Three years later, a grant from the U.S. Department of Veterans Affairs helped bring the Adaptive Sport Program at IU to life. As an official student organization on campus, they will pilot wheelchair basketball as a club sport this semester, welcoming anyone who wants to compete — disabled or not.
“Realizing there were no adaptive sports on campus was an eye-opener for me,” said Evan Davis, a U.S. Marine Corps veteran and IU student who joined the steering committee in January 2016. “Filling this void is something I feel compelled to do as a veteran. Our mentality is, ‘Oh, there’s a job to do.’ There’s a need.”
Davis spearheaded the founding of the student organization, along with Cat Bouwkamp, an IU senior and former U.S. Paralympic Athlete, and Jennifer Piatt, an associate professor in IU’s Department of Recreation, Park and Tourism Studies. Kade Patterson, a paralyzed veteran and recreational therapy masters student, also assisted with the process before accepting a position with the Veterans Administration in Maryland.
In the early stages, the steering committee included members of the community in addition to School of Public Health-Bloomington representatives. The group organized various adaptive sport clinics in the Bloomington community from 2014 to 2016. But it was decided that this program could be most beneficial for student veterans if it were housed on the IU campus.
The Adaptive Sport Program at IU will include a wheelchair basketball team in addition to an aquatics and strength training component. Wheelchair basketball practices will be held twice a week in the Wildermuth Intramural Center. In addition, Brady Singleton, a tactical strength and conditioning coach in IU’s Department of Military Science, will develop a weekly strength workout. Adaptive swimming at the IU Outdoor Pool, spearheaded by IU Aquatic Institute director William Ramos, will also be added during the summer.
Bradford Woods has been temporarily providing wheelchairs to the group, but funding from the grant will be used to purchase sport wheelchairs for each participant. Funds will also cover associated participation fees for all IU students who are active duty, reserve duty, National Guard or veterans and wish to be part of the program.
Davis and Bouwkamp point out the lack of community for their peers on campus. While most individuals can go out to the local basketball court and play a game of pick-up with their friends without a second thought, that’s not the case for those with disabilities, Bouwkamp said.
The program, open to all IU students, staff, faculty and community members, aims to create a “truly inclusive” environment, Bouwkamp said.
“This group is truly inclusive, in the sense that we want everyone no matter their ability or disability,” she said.

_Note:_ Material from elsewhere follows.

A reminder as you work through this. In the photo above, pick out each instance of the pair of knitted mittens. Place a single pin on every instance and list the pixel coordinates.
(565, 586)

“We want to create a program that brings everyone together and fills a need for as many people as possible,” Davis added.
Piatt, the group’s faculty advisor, said Bouwkamp and Davis possess just what it takes to drive this type of program on campus.

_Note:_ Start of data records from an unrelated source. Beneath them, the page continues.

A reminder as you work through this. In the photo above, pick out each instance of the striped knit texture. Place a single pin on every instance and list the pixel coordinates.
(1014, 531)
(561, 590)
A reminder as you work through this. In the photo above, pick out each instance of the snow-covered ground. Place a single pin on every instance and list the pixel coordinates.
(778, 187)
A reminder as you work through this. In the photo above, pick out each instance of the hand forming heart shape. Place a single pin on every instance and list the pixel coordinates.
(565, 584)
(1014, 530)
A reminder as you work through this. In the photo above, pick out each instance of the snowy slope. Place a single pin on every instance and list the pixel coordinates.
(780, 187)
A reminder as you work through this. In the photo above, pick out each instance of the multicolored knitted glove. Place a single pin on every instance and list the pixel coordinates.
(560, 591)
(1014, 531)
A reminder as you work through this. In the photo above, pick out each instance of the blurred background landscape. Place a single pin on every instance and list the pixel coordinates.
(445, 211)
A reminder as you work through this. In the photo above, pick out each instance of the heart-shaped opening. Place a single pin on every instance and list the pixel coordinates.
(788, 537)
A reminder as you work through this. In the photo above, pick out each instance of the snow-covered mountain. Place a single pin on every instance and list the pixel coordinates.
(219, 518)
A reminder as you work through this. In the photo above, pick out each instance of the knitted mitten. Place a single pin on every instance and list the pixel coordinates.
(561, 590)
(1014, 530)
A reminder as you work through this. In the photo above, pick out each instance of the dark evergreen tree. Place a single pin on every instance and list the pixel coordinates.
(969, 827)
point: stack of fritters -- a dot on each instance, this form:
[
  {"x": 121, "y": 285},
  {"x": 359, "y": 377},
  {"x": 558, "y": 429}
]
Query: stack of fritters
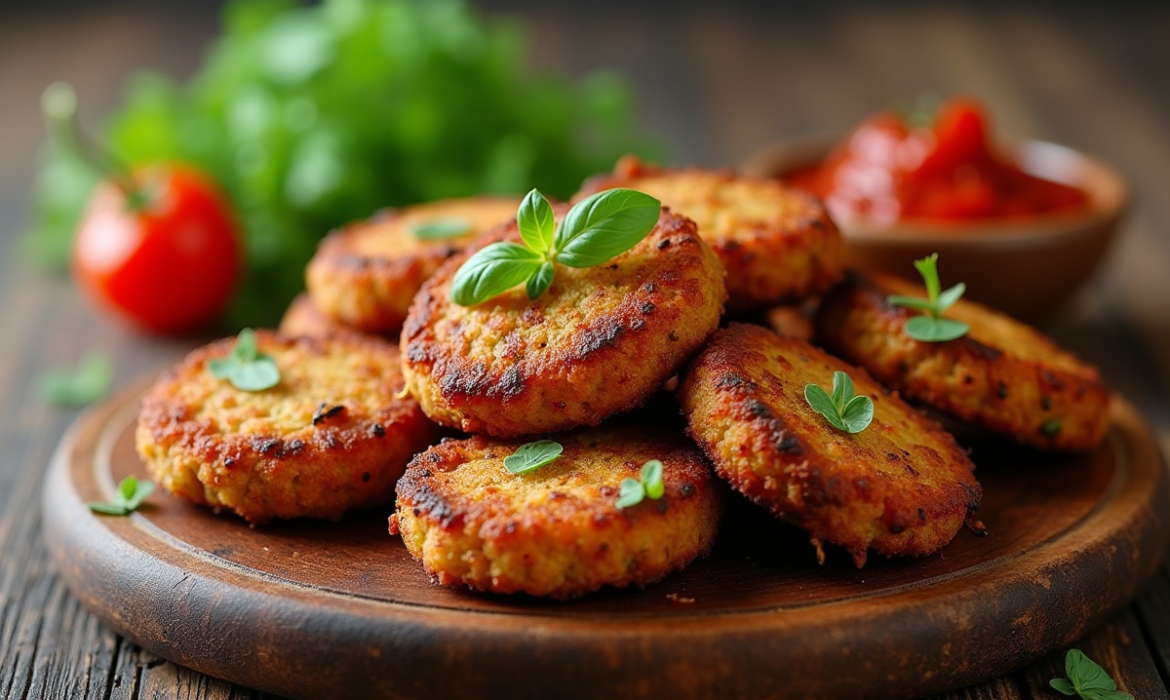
[{"x": 338, "y": 430}]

“You can’t teach passion. So it’s phenomenal when you find students like this that just run with it,” Piatt said. “The professionalism exhibited by Davis as he spearheaded the program demonstrates truly remarkable leadership.”

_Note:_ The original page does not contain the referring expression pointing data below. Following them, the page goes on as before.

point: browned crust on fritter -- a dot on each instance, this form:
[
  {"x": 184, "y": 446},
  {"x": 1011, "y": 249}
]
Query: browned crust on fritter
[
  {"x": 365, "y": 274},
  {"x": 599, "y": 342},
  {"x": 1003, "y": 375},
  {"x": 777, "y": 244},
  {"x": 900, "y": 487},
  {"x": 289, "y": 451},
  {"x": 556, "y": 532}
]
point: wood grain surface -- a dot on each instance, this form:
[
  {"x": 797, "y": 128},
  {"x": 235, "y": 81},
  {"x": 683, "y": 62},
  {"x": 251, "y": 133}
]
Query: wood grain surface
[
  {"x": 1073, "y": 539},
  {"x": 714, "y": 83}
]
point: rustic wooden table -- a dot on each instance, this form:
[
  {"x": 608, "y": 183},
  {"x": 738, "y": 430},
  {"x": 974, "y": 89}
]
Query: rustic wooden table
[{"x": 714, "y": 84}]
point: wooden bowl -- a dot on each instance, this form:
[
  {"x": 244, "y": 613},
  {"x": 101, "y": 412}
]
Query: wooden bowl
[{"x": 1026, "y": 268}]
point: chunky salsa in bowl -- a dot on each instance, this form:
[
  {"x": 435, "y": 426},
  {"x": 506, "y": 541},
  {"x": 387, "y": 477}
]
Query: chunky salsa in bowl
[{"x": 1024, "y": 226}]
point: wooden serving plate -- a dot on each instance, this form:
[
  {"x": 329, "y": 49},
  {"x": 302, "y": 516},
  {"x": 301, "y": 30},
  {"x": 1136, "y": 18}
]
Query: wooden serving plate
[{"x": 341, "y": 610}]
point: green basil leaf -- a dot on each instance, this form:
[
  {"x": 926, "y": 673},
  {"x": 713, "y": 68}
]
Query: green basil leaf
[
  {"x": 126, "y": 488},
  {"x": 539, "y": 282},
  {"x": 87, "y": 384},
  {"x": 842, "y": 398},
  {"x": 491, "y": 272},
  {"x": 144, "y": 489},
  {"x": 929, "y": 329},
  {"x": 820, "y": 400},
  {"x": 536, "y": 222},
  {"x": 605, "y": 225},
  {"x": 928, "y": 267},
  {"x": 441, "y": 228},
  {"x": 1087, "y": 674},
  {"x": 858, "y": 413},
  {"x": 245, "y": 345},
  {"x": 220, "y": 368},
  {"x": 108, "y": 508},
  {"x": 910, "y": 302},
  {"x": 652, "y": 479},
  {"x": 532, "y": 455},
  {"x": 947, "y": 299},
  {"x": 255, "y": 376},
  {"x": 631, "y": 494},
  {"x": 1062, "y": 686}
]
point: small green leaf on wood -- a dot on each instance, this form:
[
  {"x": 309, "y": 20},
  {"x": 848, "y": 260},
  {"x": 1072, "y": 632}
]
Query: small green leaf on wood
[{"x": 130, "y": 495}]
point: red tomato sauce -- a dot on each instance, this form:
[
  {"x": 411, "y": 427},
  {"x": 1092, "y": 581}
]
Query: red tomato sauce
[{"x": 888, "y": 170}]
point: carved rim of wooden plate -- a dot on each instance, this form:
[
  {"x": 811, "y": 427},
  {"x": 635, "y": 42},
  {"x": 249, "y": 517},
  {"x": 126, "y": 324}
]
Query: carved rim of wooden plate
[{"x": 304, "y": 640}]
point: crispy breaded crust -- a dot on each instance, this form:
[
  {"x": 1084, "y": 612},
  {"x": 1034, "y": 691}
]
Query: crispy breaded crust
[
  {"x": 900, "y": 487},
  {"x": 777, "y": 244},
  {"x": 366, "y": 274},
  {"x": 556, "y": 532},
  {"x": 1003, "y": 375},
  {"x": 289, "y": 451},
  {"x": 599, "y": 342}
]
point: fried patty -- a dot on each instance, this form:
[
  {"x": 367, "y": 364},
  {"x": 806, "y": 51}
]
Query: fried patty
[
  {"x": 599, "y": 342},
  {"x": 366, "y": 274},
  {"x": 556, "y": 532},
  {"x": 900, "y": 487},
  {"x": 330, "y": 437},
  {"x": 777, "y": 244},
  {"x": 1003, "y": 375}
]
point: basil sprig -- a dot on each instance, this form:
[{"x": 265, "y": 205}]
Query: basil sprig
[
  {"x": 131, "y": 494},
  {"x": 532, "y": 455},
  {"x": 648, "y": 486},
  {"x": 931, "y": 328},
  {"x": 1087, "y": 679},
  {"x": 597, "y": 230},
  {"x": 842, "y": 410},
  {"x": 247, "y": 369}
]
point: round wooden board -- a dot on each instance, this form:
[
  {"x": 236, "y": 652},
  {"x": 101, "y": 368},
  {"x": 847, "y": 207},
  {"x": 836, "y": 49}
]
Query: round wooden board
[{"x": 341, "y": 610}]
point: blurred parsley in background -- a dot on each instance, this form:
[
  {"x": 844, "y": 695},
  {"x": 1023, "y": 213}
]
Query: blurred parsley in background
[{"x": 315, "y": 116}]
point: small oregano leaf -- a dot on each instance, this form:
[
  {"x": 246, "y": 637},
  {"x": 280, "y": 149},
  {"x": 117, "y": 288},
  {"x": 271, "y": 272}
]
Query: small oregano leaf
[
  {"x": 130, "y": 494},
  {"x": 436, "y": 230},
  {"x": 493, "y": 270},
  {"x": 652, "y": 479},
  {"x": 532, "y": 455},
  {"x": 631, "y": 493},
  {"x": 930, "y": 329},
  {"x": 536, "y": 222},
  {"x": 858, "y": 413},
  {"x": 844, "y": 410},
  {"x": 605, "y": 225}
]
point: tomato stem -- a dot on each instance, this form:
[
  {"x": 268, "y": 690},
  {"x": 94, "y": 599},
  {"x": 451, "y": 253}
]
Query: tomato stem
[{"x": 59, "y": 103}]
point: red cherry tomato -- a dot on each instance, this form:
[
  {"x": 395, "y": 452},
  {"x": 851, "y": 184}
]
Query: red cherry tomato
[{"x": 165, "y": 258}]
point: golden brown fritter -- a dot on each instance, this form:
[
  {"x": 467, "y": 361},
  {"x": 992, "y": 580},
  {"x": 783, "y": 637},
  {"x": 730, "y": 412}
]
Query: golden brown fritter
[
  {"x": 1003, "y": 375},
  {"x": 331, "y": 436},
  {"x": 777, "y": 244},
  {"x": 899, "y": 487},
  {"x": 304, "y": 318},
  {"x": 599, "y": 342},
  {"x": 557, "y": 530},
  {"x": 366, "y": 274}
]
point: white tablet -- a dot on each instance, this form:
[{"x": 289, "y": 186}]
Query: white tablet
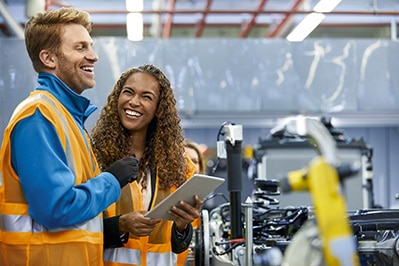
[{"x": 199, "y": 184}]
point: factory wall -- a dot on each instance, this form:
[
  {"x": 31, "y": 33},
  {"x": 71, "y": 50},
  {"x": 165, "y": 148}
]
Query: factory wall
[{"x": 253, "y": 82}]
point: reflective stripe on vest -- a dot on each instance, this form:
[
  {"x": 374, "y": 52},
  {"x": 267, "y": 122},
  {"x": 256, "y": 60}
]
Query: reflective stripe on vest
[
  {"x": 25, "y": 224},
  {"x": 134, "y": 257},
  {"x": 68, "y": 150}
]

In addition to contributing to something they are passionate about, Davis and Bouwkamp, along with their fellow recreational therapy classmates who volunteer, are gaining valuable experience for their future careers. They also hope to set up formal clinical opportunities for recreational therapy students to work one-on-one with athletes in the IU Adaptive Sport Program, an experience that doesn’t exist currently on campus.
Davis, a self-proclaimed “big dreamer,” hopes the student organization can morph into a Division II competitive team through the National Wheelchair Basketball Association someday.
But after years of hard work to bring their ideas to life, just getting students in wheelchairs on the basketball court is a memorable accomplishment for the group.